On June 13, 2016 at 2:57 pm by David
In the Piano Essentials, I’m learning/practicing natural minor scales, but only practicing the major 3-6-2-5-1 progression. Should I also be learning the equivalent progression in natural minor?
Also, and related, you have 2 lessons on melodic minor harmony, but no lessons on natural minor harmony. I’m confused about natural vs. melodic minor applications, and how to apply any of this to tunes in a minor key, e.g., My Funny Valentine.
Any wisdom you can share will be greatly appreciated.On June 13, 2016 at 7:17 pm by Willie
Hey David, great question. First of all, the only natural minor progression that you really need to know is the ii-7b5 to V7b9 to i minor. Don’t worry though, you’ll get this progression many places in the lessons on the site.
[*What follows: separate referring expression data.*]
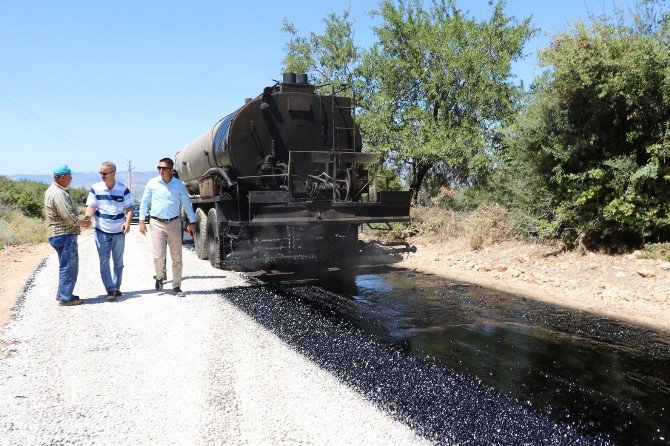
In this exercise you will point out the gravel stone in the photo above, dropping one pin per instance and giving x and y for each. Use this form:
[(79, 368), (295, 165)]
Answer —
[(153, 368)]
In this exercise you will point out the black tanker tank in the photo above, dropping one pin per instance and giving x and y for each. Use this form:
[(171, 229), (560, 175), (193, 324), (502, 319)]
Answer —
[(283, 180)]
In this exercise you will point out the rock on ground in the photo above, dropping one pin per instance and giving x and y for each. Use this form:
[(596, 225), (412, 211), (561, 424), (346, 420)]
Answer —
[(153, 368)]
Besides that progression, learning the bIII Major, bVI Major is also good. If you work on those 2 progressions, you’ll be in great shape.
Check out the lesson Re-harmonizations, Progressions and Extensions for some great progressions.On June 13, 2016 at 7:47 pm by David
Thanks, Willie. The major scale seem so simple compared to all of the minor scale options. I know I should take it a step at a time…
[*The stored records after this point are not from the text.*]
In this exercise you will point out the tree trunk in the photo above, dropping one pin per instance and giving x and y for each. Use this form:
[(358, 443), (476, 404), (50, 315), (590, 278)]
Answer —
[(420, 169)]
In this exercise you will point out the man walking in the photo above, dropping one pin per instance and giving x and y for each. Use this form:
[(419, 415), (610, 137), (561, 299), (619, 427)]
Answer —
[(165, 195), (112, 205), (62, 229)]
DaveOn June 14, 2016 at 4:11 pm by David
Key of C minor:
iim7b5(add b9) => Dm7b5 = F, Ab, C, Eb
V7b9 => G7b9 = F, Ab, B, D (or Eb)
im7(add 9): Eb, G, Bb, D
The B natural in the G7b9 is not diatonic to C natural minor, but it is diatonic to C harmonic minor. The Bb in the Cm7 is diatonic to C natural minor.
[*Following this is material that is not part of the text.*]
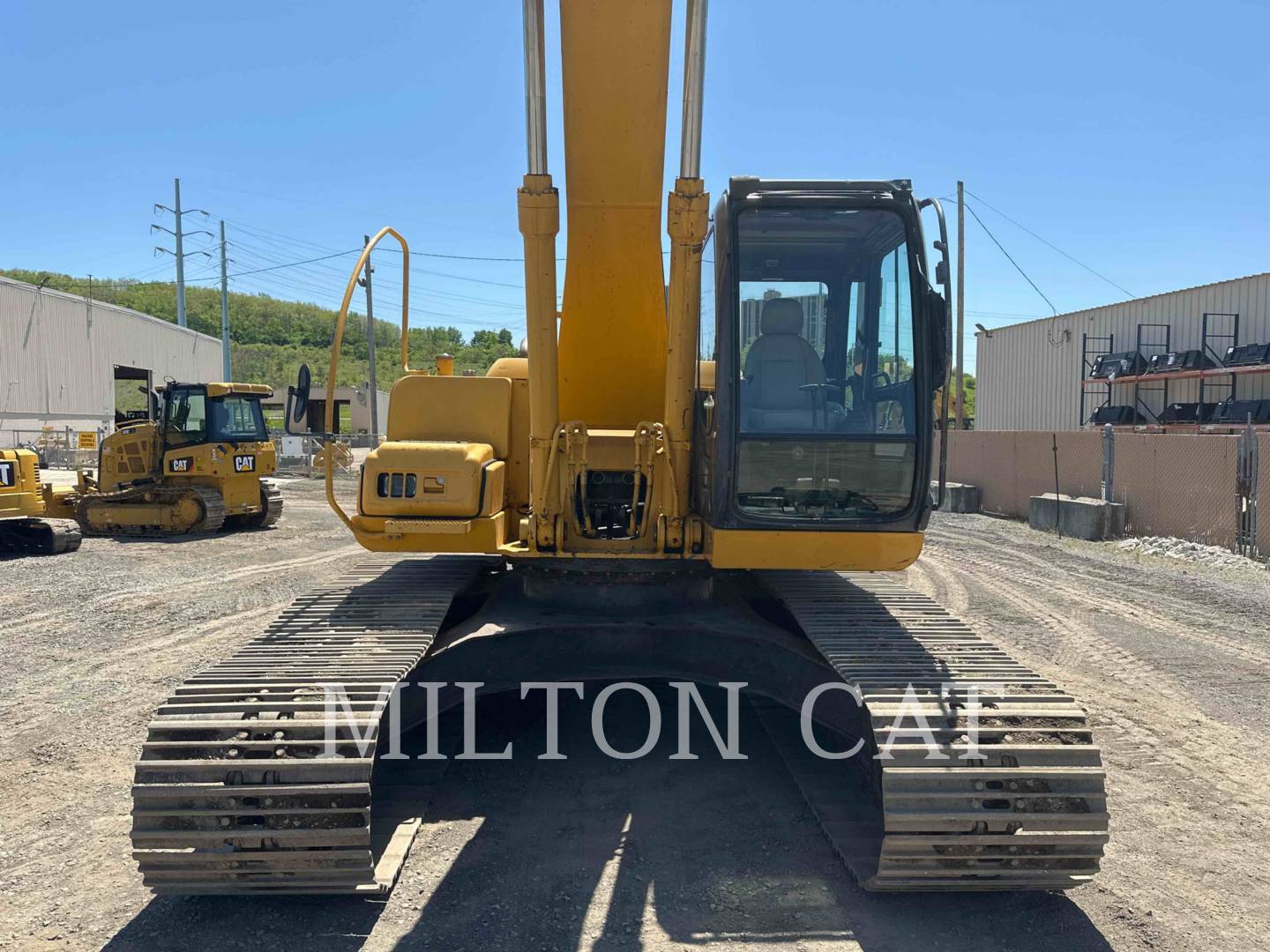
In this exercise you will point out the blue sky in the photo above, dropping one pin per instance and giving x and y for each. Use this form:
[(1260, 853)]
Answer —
[(1132, 135)]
Is it correct to say that the G7b9 is “borrowed” from the harmonic minor, or is this like the major iii – V7/ii – ii – V7 -I progression where the Am7 is replaced with an A7 to create the dominant motion?
DaveOn June 14, 2016 at 4:20 pm by Willie
That’s correct Dave. I also look at the inner voice motion. The Ab of the G7b9 resolved to the 5th of Cm7. The B natural resolves up to the root.On June 14, 2016 at 6:14 pm by David
Now it makes sense! Thanks for the help.